VI. Fazit und Zusammenfassung

Die Vermietung einer Wohnung ohne Einschaltung eines Maklers erfordert nicht nur Zeit, sondern auch Organisationstalent und Menschenkenntnis des Vermieters. Sie ist aber möglich, wenn der Vermieter

  • frühzeitig alle nötigen Vorüberlegungen anstellt, die ihm Klarheit darüber verschaffen, zu welchen Bedingungen er die Wohnung vermieten möchte und wie sein Wunschmieter aussieht,
  • die Suche durch die Erstellung einer Wohnungsanzeige, die die gewünschte Zielgruppe anspricht, in die Tat umsetzt,
  • eine oder mehrere Wohnungsbesichtigungen durchführt, die es ihm ermöglichen, sich ein Bild von jedem Mietinteressenten zu machen,
  • bei der Auswahl des Mieters als entscheidendes Kriterium die Zuverlässigkeit des Interessenten in den Mittelpunkt rückt,
  • für den Abschluss des Mietvertrages ein von ihm vorher rechtlich geprüftes und ggf. korrigiertes oder ergänztes Mietvertragsformular verwendet und sicherstellt, dass dieses von allen Parteien unterzeichnet wird,
  • bei der Übergabe der Wohnung darauf achtet, dass ein Übergabeprotokoll erstellt und von allen Parteien unterschrieben wird, in dem mindestens der Zustand der Wohnung im Zeitpunkt der Übergabe, die Zählerstände sowie die Anzahl der dem Mieter ausgehändigten Schlüssel dokumentiert werden und
  • den eingezogenen Bewohnern innerhalb von zwei Wochen nach dem Einzug eine Vermieterbescheinigung ausstellt.

 

2 Antworten auf "Wohnung privat vermieten: Was müssen Vermieter beachten? (von der Mietersuche bis zur Übergabe)"

  • B. Heiner
    03.07.2017 - 12:16 Antworten

    Hallo,
    ich habe einen unterschriebenen Mietvertrag von einer neuen Mieterin, Einzugtermin wäre der 1.05.2017 gewesen. Die Mieterin ist aber zur Übergabe nicht erschienen (vorher war alles ok) und möchte die Wohnung auch nicht mehr beziehen. Sie hat sich seitdem auf keinerlei emails, Anrufe mit besprochenem AB, whatsapp Nachrichten gemeldet. Habe es bis heute versucht.

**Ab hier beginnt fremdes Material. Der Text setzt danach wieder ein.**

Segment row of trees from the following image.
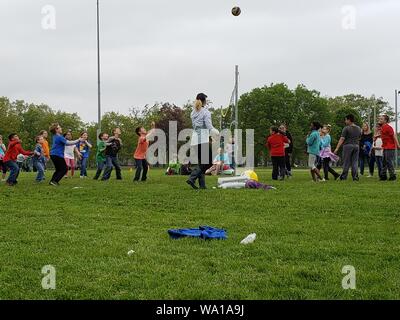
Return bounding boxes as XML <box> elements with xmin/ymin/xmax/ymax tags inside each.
<box><xmin>0</xmin><ymin>83</ymin><xmax>393</xmax><ymax>165</ymax></box>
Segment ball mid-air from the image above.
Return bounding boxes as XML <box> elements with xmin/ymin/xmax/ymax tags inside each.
<box><xmin>232</xmin><ymin>7</ymin><xmax>242</xmax><ymax>17</ymax></box>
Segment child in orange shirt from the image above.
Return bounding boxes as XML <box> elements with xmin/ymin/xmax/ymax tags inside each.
<box><xmin>133</xmin><ymin>122</ymin><xmax>155</xmax><ymax>181</ymax></box>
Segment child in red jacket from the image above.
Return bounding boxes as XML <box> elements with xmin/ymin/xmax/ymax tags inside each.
<box><xmin>3</xmin><ymin>133</ymin><xmax>33</xmax><ymax>186</ymax></box>
<box><xmin>266</xmin><ymin>127</ymin><xmax>290</xmax><ymax>180</ymax></box>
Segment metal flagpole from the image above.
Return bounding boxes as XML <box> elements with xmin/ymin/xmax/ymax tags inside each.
<box><xmin>394</xmin><ymin>89</ymin><xmax>399</xmax><ymax>168</ymax></box>
<box><xmin>97</xmin><ymin>0</ymin><xmax>101</xmax><ymax>136</ymax></box>
<box><xmin>233</xmin><ymin>65</ymin><xmax>239</xmax><ymax>176</ymax></box>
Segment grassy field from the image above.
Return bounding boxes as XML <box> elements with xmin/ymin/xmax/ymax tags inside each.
<box><xmin>0</xmin><ymin>170</ymin><xmax>400</xmax><ymax>299</ymax></box>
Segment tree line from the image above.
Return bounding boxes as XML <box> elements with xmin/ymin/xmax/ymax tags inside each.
<box><xmin>0</xmin><ymin>83</ymin><xmax>394</xmax><ymax>165</ymax></box>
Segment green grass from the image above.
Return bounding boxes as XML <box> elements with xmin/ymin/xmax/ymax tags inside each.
<box><xmin>0</xmin><ymin>170</ymin><xmax>400</xmax><ymax>299</ymax></box>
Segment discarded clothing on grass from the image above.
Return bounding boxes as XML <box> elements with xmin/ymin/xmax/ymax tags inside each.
<box><xmin>246</xmin><ymin>180</ymin><xmax>276</xmax><ymax>190</ymax></box>
<box><xmin>219</xmin><ymin>180</ymin><xmax>276</xmax><ymax>190</ymax></box>
<box><xmin>168</xmin><ymin>226</ymin><xmax>227</xmax><ymax>240</ymax></box>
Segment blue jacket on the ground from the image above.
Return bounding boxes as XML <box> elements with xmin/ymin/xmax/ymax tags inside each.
<box><xmin>168</xmin><ymin>226</ymin><xmax>227</xmax><ymax>240</ymax></box>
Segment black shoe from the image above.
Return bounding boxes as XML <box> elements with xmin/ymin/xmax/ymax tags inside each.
<box><xmin>186</xmin><ymin>179</ymin><xmax>199</xmax><ymax>190</ymax></box>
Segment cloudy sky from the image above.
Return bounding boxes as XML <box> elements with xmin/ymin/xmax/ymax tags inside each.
<box><xmin>0</xmin><ymin>0</ymin><xmax>400</xmax><ymax>121</ymax></box>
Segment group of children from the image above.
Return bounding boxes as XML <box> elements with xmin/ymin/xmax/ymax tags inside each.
<box><xmin>266</xmin><ymin>115</ymin><xmax>400</xmax><ymax>182</ymax></box>
<box><xmin>0</xmin><ymin>123</ymin><xmax>155</xmax><ymax>186</ymax></box>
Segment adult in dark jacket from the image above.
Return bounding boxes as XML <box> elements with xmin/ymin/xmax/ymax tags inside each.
<box><xmin>359</xmin><ymin>123</ymin><xmax>375</xmax><ymax>177</ymax></box>
<box><xmin>279</xmin><ymin>124</ymin><xmax>293</xmax><ymax>177</ymax></box>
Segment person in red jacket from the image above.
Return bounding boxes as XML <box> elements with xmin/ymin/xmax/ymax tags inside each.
<box><xmin>266</xmin><ymin>127</ymin><xmax>290</xmax><ymax>180</ymax></box>
<box><xmin>378</xmin><ymin>115</ymin><xmax>400</xmax><ymax>181</ymax></box>
<box><xmin>3</xmin><ymin>133</ymin><xmax>33</xmax><ymax>186</ymax></box>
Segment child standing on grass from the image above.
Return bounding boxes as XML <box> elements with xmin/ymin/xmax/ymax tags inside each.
<box><xmin>93</xmin><ymin>132</ymin><xmax>108</xmax><ymax>180</ymax></box>
<box><xmin>0</xmin><ymin>135</ymin><xmax>7</xmax><ymax>181</ymax></box>
<box><xmin>32</xmin><ymin>136</ymin><xmax>45</xmax><ymax>183</ymax></box>
<box><xmin>317</xmin><ymin>124</ymin><xmax>340</xmax><ymax>181</ymax></box>
<box><xmin>101</xmin><ymin>128</ymin><xmax>122</xmax><ymax>181</ymax></box>
<box><xmin>3</xmin><ymin>133</ymin><xmax>33</xmax><ymax>187</ymax></box>
<box><xmin>133</xmin><ymin>122</ymin><xmax>156</xmax><ymax>181</ymax></box>
<box><xmin>64</xmin><ymin>131</ymin><xmax>80</xmax><ymax>178</ymax></box>
<box><xmin>306</xmin><ymin>121</ymin><xmax>322</xmax><ymax>182</ymax></box>
<box><xmin>266</xmin><ymin>127</ymin><xmax>290</xmax><ymax>180</ymax></box>
<box><xmin>76</xmin><ymin>132</ymin><xmax>93</xmax><ymax>179</ymax></box>
<box><xmin>371</xmin><ymin>125</ymin><xmax>383</xmax><ymax>177</ymax></box>
<box><xmin>49</xmin><ymin>123</ymin><xmax>80</xmax><ymax>187</ymax></box>
<box><xmin>39</xmin><ymin>130</ymin><xmax>50</xmax><ymax>170</ymax></box>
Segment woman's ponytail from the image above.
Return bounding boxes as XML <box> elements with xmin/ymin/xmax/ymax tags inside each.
<box><xmin>194</xmin><ymin>99</ymin><xmax>203</xmax><ymax>111</ymax></box>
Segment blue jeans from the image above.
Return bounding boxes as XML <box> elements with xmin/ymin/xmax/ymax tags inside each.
<box><xmin>133</xmin><ymin>159</ymin><xmax>149</xmax><ymax>181</ymax></box>
<box><xmin>374</xmin><ymin>156</ymin><xmax>383</xmax><ymax>177</ymax></box>
<box><xmin>81</xmin><ymin>158</ymin><xmax>89</xmax><ymax>177</ymax></box>
<box><xmin>4</xmin><ymin>161</ymin><xmax>19</xmax><ymax>185</ymax></box>
<box><xmin>93</xmin><ymin>161</ymin><xmax>106</xmax><ymax>180</ymax></box>
<box><xmin>33</xmin><ymin>159</ymin><xmax>44</xmax><ymax>182</ymax></box>
<box><xmin>101</xmin><ymin>156</ymin><xmax>122</xmax><ymax>180</ymax></box>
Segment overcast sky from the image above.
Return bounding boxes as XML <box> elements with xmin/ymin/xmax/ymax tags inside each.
<box><xmin>0</xmin><ymin>0</ymin><xmax>400</xmax><ymax>121</ymax></box>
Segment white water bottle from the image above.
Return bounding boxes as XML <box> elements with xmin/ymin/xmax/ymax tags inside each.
<box><xmin>240</xmin><ymin>233</ymin><xmax>257</xmax><ymax>244</ymax></box>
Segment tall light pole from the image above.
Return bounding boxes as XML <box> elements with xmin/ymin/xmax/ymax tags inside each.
<box><xmin>394</xmin><ymin>89</ymin><xmax>399</xmax><ymax>168</ymax></box>
<box><xmin>233</xmin><ymin>65</ymin><xmax>239</xmax><ymax>176</ymax></box>
<box><xmin>97</xmin><ymin>0</ymin><xmax>101</xmax><ymax>136</ymax></box>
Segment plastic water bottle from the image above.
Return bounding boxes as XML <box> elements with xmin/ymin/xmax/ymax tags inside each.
<box><xmin>240</xmin><ymin>233</ymin><xmax>257</xmax><ymax>244</ymax></box>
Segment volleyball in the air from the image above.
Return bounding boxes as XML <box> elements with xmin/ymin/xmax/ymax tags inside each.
<box><xmin>232</xmin><ymin>7</ymin><xmax>242</xmax><ymax>17</ymax></box>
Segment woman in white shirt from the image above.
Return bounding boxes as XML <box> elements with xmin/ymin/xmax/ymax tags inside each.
<box><xmin>371</xmin><ymin>125</ymin><xmax>383</xmax><ymax>177</ymax></box>
<box><xmin>64</xmin><ymin>132</ymin><xmax>80</xmax><ymax>178</ymax></box>
<box><xmin>186</xmin><ymin>93</ymin><xmax>219</xmax><ymax>189</ymax></box>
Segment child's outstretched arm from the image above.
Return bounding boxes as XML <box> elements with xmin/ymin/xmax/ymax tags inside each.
<box><xmin>85</xmin><ymin>140</ymin><xmax>93</xmax><ymax>149</ymax></box>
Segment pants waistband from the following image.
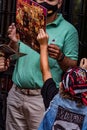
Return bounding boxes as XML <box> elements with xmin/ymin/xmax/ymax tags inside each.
<box><xmin>15</xmin><ymin>85</ymin><xmax>41</xmax><ymax>96</ymax></box>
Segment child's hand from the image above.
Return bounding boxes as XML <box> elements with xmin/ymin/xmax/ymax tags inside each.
<box><xmin>37</xmin><ymin>29</ymin><xmax>48</xmax><ymax>46</ymax></box>
<box><xmin>80</xmin><ymin>58</ymin><xmax>87</xmax><ymax>70</ymax></box>
<box><xmin>8</xmin><ymin>23</ymin><xmax>18</xmax><ymax>43</ymax></box>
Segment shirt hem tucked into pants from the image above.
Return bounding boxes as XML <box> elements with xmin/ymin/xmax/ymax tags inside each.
<box><xmin>6</xmin><ymin>84</ymin><xmax>45</xmax><ymax>130</ymax></box>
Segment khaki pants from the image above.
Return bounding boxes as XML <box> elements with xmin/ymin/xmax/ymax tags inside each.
<box><xmin>6</xmin><ymin>85</ymin><xmax>45</xmax><ymax>130</ymax></box>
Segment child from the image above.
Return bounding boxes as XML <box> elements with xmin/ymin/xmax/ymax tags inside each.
<box><xmin>37</xmin><ymin>29</ymin><xmax>87</xmax><ymax>130</ymax></box>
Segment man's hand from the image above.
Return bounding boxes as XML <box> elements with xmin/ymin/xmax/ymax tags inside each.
<box><xmin>48</xmin><ymin>44</ymin><xmax>62</xmax><ymax>60</ymax></box>
<box><xmin>0</xmin><ymin>56</ymin><xmax>10</xmax><ymax>72</ymax></box>
<box><xmin>8</xmin><ymin>23</ymin><xmax>18</xmax><ymax>43</ymax></box>
<box><xmin>80</xmin><ymin>58</ymin><xmax>87</xmax><ymax>70</ymax></box>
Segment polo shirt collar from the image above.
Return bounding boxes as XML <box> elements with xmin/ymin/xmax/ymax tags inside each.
<box><xmin>47</xmin><ymin>14</ymin><xmax>64</xmax><ymax>26</ymax></box>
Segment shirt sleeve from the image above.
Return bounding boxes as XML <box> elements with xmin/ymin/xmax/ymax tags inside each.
<box><xmin>41</xmin><ymin>78</ymin><xmax>58</xmax><ymax>109</ymax></box>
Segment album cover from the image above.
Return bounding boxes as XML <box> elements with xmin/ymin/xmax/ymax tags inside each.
<box><xmin>16</xmin><ymin>0</ymin><xmax>47</xmax><ymax>51</ymax></box>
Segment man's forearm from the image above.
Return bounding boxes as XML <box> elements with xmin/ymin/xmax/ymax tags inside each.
<box><xmin>58</xmin><ymin>56</ymin><xmax>77</xmax><ymax>71</ymax></box>
<box><xmin>40</xmin><ymin>46</ymin><xmax>52</xmax><ymax>81</ymax></box>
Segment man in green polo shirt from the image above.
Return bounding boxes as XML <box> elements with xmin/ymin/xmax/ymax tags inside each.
<box><xmin>6</xmin><ymin>0</ymin><xmax>78</xmax><ymax>130</ymax></box>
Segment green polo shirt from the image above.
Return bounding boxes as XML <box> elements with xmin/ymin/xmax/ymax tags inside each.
<box><xmin>12</xmin><ymin>14</ymin><xmax>78</xmax><ymax>89</ymax></box>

Ich kann auch ihre neue Adresse nicht rausfinden, da Privatrecht.
    Wenn ich zum Anwalt gehe, um die Miete einzufordern, muß ich dann auch noch die Anwaltskosten tragen, auch wenn ich voll im Recht bin? Ich möchte zum Leerstand nicht auch noch diese Kosten haben.
    Inzwischen konnte ich die Wohnung weiter vermieten, habe aber Mietausfall und Leerstandskosten und neuen Aufwand zur Mietersuche gehabt.
    Was habe ich für Chancen?
    Vielen Dank für eine kurze Info

    • Mietrecht.org
      04.07.2017 - 14:44 Antworten

      Hallo Frau Heiner,

      wenn Sie alleine nicht weiterkommen, sehe ich nur die Möglichkeit – zumindest für ein Erstgespräch – einen Anwalt einzuschalten.